Pip: Prima i Lettori questa settimana porta pittura noir, romanzi russi e un palazzo egiziano che contiene un'intera nazione — non male per una sola sessione di lettura.
Mara: Esatto. arera ci guida tra una mostra di pittura a Venezia Mestre e due romanzi che esplorano, ciascuno a modo suo, come il potere modella le società — dalla Russia di Putin all'Egitto contemporaneo. Cominciamo dalla mostra.
Noir Time: Pietro Finelli all'M9 di Mestre
Pip: A Venezia Mestre, dal 19 settembre al 15 novembre, l'M9 ospita Noir Time di Pietro Finelli — tele che non illustrano il cinema noir, ma lo riscrivono. La domanda è: cosa significa dipingere un film che non esiste?
Mara: Il comunicato stampa lo dice con precisione: "Le sue tele sono frame di film che non esistono, scene isolate e distillate dal continuum del cinema classico, in particolare quello noir hollywoodiano, e restituite come immagini sospese, cariche di memoria più che di racconto."
Pip: Memoria più che racconto — è una distinzione che conta. Le tele non raccontano una storia, la evocano. E il percorso espositivo è pensato come una mappa libera, da attraversare da flâneur, non da spettatore seduto.
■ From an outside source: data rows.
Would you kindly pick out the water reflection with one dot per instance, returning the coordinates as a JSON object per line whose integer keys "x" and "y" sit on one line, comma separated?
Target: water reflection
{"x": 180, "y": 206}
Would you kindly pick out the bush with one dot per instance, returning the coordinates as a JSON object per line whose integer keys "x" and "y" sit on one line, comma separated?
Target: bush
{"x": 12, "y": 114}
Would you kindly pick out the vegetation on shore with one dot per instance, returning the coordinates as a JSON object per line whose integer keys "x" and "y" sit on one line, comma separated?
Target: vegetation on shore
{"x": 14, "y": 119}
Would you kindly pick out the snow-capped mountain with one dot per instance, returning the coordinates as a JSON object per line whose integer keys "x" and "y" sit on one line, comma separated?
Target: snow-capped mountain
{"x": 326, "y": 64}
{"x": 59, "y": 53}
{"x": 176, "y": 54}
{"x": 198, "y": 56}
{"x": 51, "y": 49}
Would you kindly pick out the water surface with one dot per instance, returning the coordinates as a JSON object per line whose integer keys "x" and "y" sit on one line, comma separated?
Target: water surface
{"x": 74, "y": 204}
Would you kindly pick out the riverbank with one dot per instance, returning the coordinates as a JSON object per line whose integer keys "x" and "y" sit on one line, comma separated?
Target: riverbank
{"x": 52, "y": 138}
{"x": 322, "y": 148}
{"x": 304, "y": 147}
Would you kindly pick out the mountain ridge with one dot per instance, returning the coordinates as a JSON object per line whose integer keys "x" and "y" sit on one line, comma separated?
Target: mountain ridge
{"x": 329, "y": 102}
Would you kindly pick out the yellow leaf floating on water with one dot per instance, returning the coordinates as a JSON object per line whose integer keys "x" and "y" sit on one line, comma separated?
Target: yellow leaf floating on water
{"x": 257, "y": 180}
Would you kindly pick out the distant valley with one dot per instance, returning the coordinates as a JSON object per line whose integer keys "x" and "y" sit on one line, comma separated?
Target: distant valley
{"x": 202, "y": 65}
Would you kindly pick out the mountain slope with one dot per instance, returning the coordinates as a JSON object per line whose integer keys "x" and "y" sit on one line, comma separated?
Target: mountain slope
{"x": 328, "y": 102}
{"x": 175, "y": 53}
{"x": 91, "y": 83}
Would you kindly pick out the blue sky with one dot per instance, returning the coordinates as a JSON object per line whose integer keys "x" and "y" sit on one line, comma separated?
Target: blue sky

Mara: La mostra mette in dialogo le tele su foglia d'oro degli anni Novanta con i lavori più recenti, ed è accompagnata dalla proiezione di quattro classici: Lang, Preminger, Hitchcock e Ozu. Un calendario di eventi collaterali include visite guidate con Finelli e incontri sulla cronaca nera.
Pip: Dai romanzi russi all'Egitto, il filo conduttore è sempre il potere — e i prossimi due libri lo affrontano senza sconti.
Potere, identità e romanzi che spiegano il presente
Mara: Due romanzi distanti per geografia e per epoca, ma vicini per quello che fanno: usano la narrativa per mostrare come funzionano davvero le società — quella russa degli anni Novanta e quella egiziana contemporanea.
Pip: Il mago del Cremlino di Giuliano da Empoli arriva come regalo di compleanno e si rivela più utile di molti saggi. Il protagonista inventato — un giovane produttore televisivo assunto da Putin come consulente alla comunicazione — è il filtro attraverso cui scorre tutta la storia recente russa.
Mara: E il libro è strutturato per capitoletti sui passaggi chiave di quel periodo, il che lo rende quasi un invito a tornare su Wikipedia a rinfrescare i ricordi. La valutazione è diretta: "la capacità di da Empoli di tenere legato a sé il lettore è notevole."
Pip: Il cuore del libro è la dinamica che portò Putin al potere — e qui la lettura fa scattare qualche riconoscimento scomodo.
Mara: La tesi è che le liberalizzazioni post-muro, gestite sotto influenza americana, produssero caos e la sensazione diffusa di un furto continuo. El'cin, esaurito e non ricandidabile, aprì la porta a un outsider percepito come estraneo al potere. La domanda che pone il testo è esplicita: quella dinamica ricorda qualcosa nella storia europea e italiana recente?
Pip: E poi c'è la strategia dell'azzeramento dell'opposizione — non solo reprimendola, ma finanziando simultaneamente tutti i gruppi anti-liberali, dall'estrema destra all'estrema sinistra, svuotando il campo avversario senza combatterlo direttamente. Un manuale che si legge come attualità.
Mara: Dall'altra parte del Mediterraneo, Palazzo Yacoubian di Alaa Al Aswani — romanzo egiziano del 2002, segnalato da Susanna Bonato — fa qualcosa di simile con la forma del romanzo corale. Un palazzo del Cairo costruito negli anni Trenta diventa il contenitore di un'intera società: il portiere devoto che finisce nelle milizie islamiste, l'aristocratico nostalgico, l'intellettuale gay, l'uomo d'affari senza scrupoli che vuole entrare in politica.
Pip: Ogni personaggio è una sfaccettatura, e insieme compongono un ritratto in cui "la corruzione politica, una certa ricchezza di dubbia origine e l'ipocrisia religiosa sono alleati naturali dell'arroganza dei potenti." Al Aswani, dentista e cofondatore del movimento d'opposizione Kifāya, non scrive da osservatore neutro.
Mara: No. E quella prossimità all'opposizione si sente nella denuncia — esplicita, senza mediazioni — dei costumi politici e dell'estremismo religioso. Due romanzi, due paesi, un solo argomento: come le società cedono al potere e cosa rimane dopo.
Pip: Pittura che ricodifica il cinema, narrativa che ricodifica la storia — in fondo è sempre la stessa operazione: trovare una forma per dire quello che i fatti da soli non riescono a trasmettere.
Mara: E i prossimi appuntamenti ci diranno se il filo continua. A presto.